Take your time with this book. There is no end to get to, only moments to take you to live in the new world in your mind. As you turn a page a picture might appear or a story unfold; watch for the words and images to leap off the pages and dance. That’s when you know you’ve gotten into the new world.

The placement of photographs and paintings as they appear in this book might be likened to a jazz rhythm, or a sequence of several separate stories to visit along this path, or windows into a moment in time in one person’s life. You might ask yourself, What was the photographer experiencing? What about the horses? What about the artist, what had she seen? What is she expressing or commenting on?

I’ll now turn you loose knowing I’ve given you the best instructions I know how to give through a book. I hope to meet you again in the last chapter and tell you more about who we are and just how we plan to save all the horses and humans.
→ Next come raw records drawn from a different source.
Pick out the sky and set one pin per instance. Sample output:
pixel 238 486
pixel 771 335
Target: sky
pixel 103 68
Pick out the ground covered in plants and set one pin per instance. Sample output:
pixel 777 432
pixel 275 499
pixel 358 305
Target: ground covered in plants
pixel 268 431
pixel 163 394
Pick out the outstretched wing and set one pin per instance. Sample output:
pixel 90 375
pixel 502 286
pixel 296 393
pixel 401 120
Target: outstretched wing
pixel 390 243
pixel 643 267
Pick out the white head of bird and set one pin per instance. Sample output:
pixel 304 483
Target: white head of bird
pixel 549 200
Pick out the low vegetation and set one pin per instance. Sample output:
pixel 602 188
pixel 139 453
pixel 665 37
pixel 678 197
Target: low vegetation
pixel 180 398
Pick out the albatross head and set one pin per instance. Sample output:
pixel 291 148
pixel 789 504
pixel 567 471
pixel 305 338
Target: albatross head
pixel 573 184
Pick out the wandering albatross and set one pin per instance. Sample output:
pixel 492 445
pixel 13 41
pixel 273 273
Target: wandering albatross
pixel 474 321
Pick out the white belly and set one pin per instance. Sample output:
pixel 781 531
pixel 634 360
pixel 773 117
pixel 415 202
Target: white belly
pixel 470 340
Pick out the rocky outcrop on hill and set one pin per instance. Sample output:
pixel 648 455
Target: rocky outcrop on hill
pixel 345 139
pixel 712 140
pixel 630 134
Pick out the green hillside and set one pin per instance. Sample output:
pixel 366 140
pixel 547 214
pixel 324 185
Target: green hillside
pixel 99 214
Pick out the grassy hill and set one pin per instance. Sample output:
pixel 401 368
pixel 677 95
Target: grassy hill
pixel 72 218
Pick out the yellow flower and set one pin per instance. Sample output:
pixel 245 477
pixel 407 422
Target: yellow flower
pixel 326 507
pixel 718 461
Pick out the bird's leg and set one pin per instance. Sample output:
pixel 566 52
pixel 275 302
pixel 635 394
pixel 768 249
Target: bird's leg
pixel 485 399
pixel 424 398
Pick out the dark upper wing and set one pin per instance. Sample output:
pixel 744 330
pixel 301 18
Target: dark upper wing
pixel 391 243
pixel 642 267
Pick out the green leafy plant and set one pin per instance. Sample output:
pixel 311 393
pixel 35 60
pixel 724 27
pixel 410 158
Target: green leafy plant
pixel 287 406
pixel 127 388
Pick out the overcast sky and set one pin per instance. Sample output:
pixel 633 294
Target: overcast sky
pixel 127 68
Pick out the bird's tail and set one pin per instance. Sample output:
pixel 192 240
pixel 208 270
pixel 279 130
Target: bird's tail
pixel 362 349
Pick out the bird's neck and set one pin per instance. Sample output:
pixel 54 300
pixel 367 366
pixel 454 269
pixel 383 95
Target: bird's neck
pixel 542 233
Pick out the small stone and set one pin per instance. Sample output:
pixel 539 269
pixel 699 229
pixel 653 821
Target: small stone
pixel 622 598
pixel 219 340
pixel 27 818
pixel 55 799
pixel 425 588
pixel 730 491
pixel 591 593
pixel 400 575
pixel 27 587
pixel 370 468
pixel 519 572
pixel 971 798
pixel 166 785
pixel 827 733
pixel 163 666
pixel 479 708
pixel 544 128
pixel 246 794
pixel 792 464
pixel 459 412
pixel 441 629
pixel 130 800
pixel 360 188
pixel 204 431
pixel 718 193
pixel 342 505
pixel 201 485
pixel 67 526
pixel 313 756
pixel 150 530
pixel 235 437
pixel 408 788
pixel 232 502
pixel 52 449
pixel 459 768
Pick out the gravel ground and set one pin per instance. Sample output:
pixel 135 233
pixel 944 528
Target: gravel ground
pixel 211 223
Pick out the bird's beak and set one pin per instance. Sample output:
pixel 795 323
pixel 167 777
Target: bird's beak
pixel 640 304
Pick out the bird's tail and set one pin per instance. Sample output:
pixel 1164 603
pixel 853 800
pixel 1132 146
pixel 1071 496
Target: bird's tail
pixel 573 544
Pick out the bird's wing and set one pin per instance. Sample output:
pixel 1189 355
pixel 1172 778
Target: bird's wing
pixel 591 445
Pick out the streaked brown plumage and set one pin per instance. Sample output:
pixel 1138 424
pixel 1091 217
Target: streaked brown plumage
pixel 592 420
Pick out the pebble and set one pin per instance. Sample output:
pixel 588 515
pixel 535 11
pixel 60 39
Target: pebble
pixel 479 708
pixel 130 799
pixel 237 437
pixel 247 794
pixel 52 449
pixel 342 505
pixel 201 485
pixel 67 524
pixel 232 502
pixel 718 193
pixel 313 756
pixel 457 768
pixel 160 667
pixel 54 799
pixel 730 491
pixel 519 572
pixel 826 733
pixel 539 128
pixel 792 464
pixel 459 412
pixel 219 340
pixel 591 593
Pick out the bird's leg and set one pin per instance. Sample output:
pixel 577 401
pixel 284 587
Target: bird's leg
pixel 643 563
Add your comments below to get the first chapter sent to you.

Sunday, June 3, 2012

Passing it on

Passing it on
There is a spirit behind what we're doing.  We'd like those of us who are interested in being part of OurHorses to be able to communicate from that spirit. We can also call it communicating from the heart.  It is that feeling within us that hurts when we see a captive horse, whether confined within ropes or small spaces.  It is the spirit that longs to see that horse out, free, running with friends, eating grasses, drinking from streams.  It is the spirit that feels right when we know we are doing our best to ensure that all horses can live lives as part of nature, no longer servants of humans.

Our ancestors have passed on to us a long legacy of how to control and "enjoy" horses.  Many humans still think these are the best or only ways of being with horses.  We believe that when we see ourselves as truly wealthy we will care for our horses in sanctuary.  Today our hearts are full because some of us are already caring for the brothers and sisters that our kind has stolen land and liberty from. 

We who feel the lives of horses deeply must take what we can learn from being with horses in honest and caring ways and use that to be with humans in honest and caring ways. 

In order to communicate from the heart we must speak to others about what is dear to us.  Often we will be able to do this both with horses and humans at the same time.  We can introduce people to our ways of healing horses and ourselves by doing what we love.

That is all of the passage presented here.